Institute for Justice Vows To Defend Colorado Parents From Teachers’ Union Legal Attack
Washington, D.C. –The Institute for Justice, the nation’s leading legal advocate for parental choice in education, today pledged to defend in court the rights of Colorado parents to choose where and how their children are educated from a legal attack by teachers’ unions and their allies. The unions today filed a lawsuit attempting to block Colorado’s historic parental choice program, the first new voucher program since the U.S. Supreme Court upheld choice in Cleveland last June.

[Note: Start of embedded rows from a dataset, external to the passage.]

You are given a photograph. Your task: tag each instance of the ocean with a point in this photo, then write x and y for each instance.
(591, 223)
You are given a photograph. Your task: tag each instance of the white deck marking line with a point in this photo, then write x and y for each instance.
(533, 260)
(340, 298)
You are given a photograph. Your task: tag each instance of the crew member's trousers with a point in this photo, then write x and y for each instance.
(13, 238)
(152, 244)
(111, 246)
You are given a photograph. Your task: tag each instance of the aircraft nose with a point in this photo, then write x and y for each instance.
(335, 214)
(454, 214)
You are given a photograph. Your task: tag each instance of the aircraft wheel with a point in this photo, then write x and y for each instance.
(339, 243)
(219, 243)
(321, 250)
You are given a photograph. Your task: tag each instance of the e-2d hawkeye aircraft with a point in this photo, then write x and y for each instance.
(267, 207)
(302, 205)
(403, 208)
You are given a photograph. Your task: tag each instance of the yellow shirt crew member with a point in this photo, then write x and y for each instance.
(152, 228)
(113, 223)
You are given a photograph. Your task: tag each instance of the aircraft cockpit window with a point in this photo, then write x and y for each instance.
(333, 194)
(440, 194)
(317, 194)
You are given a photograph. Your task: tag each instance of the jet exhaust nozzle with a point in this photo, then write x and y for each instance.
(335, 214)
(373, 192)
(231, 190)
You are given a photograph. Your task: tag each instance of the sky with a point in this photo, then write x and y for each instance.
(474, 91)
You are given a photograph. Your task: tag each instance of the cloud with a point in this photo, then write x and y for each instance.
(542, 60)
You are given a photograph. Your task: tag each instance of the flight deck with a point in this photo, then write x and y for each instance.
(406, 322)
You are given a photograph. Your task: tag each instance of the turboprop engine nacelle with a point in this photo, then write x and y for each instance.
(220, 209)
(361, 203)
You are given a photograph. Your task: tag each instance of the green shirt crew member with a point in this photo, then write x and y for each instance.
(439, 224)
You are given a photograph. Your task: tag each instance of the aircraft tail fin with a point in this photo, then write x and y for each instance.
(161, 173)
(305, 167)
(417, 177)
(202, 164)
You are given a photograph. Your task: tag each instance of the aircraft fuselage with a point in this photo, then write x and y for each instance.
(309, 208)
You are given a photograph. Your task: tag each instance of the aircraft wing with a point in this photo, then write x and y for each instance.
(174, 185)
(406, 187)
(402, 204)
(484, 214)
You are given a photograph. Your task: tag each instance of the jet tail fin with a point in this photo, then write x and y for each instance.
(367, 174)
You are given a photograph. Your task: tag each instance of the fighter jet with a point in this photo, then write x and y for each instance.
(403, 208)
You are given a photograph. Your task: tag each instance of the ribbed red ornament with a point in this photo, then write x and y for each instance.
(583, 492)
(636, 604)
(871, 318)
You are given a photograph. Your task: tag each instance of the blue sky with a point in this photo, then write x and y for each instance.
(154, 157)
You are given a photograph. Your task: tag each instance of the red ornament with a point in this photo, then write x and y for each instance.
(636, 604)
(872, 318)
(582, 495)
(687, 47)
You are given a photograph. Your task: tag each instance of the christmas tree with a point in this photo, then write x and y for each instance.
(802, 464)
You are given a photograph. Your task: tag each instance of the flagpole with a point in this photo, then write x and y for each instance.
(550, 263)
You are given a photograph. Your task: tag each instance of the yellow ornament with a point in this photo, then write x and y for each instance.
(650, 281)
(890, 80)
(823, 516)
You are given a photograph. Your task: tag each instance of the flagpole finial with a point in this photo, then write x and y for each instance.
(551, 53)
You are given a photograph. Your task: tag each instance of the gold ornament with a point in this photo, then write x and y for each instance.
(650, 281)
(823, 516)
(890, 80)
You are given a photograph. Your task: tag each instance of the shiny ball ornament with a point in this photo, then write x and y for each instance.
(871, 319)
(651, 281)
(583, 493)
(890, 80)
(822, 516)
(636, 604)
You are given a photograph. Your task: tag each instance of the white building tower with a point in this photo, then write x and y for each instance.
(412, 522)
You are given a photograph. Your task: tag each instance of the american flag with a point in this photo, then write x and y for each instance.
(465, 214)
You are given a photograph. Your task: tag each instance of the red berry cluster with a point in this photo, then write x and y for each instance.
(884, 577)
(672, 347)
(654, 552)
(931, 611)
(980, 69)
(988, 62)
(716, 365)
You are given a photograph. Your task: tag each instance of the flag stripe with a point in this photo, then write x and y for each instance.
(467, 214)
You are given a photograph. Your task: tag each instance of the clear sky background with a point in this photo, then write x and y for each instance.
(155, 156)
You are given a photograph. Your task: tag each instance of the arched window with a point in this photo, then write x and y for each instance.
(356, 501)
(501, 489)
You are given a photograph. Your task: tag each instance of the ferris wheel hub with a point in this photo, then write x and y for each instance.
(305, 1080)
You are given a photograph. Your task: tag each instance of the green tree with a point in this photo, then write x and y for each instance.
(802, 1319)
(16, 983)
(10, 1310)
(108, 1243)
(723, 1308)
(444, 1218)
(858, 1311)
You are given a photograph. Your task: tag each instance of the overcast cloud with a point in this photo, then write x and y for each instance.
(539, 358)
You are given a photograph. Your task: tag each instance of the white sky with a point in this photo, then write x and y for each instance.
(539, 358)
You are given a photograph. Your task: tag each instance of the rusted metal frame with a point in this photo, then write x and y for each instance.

“The teachers unions and their allies will get a cold reception from the Rocky Mountain State,” said Chip Mellor, president and general counsel of the Washington, D.C.-based Institute for Justice. “Colorado Supreme Court precedent is very favorable to parents’ rights, and we will vigorously defend those rights.”
The Colorado Education Association, National Education Association and other special interest groups argue the program violates the Colorado Constitution’s two prohibitions against using public funds to support religious institutions—even though parental choice dollars support parents and children, not institutions. The Colorado Supreme Court explicitly rejected such arguments in 1982 when it affirmed that programs that provide aid to students—who may freely choose to use the aid in a religious school—are constitutional.
Choice opponents have used these state constitutional provisions—the so-called Blaine Amendment and the “compelled support” clause—in similar challenges to parental choice in Wisconsin, Ohio, Arizona and Illinois. Each state’s supreme court rejected the unions’ arguments. The Arizona Supreme Court went further, calling that state’s Blaine Amendment “a clear manifestation of religious bigotry” against Catholics as it upheld the constitutionality of Arizona’s tax credit program. The U.S. Supreme Court has also recognized the Blaine Amendment’s “shameful pedigree” as a legacy of long-past anti-Catholic and anti-immigrant discrimination.
“Not long before they lost at the U.S. Supreme Court, teachers’ unions and other groups opposed to parental choice promised to use every tactic imaginable to block choice programs,” added Mellor. “It’s outrageous that their tactics include propping up religious bigotry.”
“All I want is a stable school for my children where they get the attention they need to succeed,” said Kenya Knezevich, a Colorado Springs mother of two who intends to use Colorado’s new choice program to send her children to a private school. “It’s sad that our schools are jeopardizing our children’s education for bureaucracy.”
Colorado’s Opportunity Contracts program is the nation’s newest statewide choice program. Opportunity Contracts are targeted to low-income students in the 11 districts with “low” or “unsatisfactory” ratings on the State’s annual academic performance ratings.
“Colorado’s low-income families finally will be set free from demonstrably failing schools and empowered to choose the best education for their children,” said Robert Freedman, Institute for Justice attorney.
In addition to helping win a victory in the U.S. Supreme Court for parental choice when it represented parents participating in Cleveland’s school choice program, IJ also successfully defended vouchers in Milwaukee and tax credits in Illinois and Arizona. IJ is currently defending Florida’s groundbreaking Opportunity Scholarships program and is fighting state-based barriers to choice in Maine and Vermont.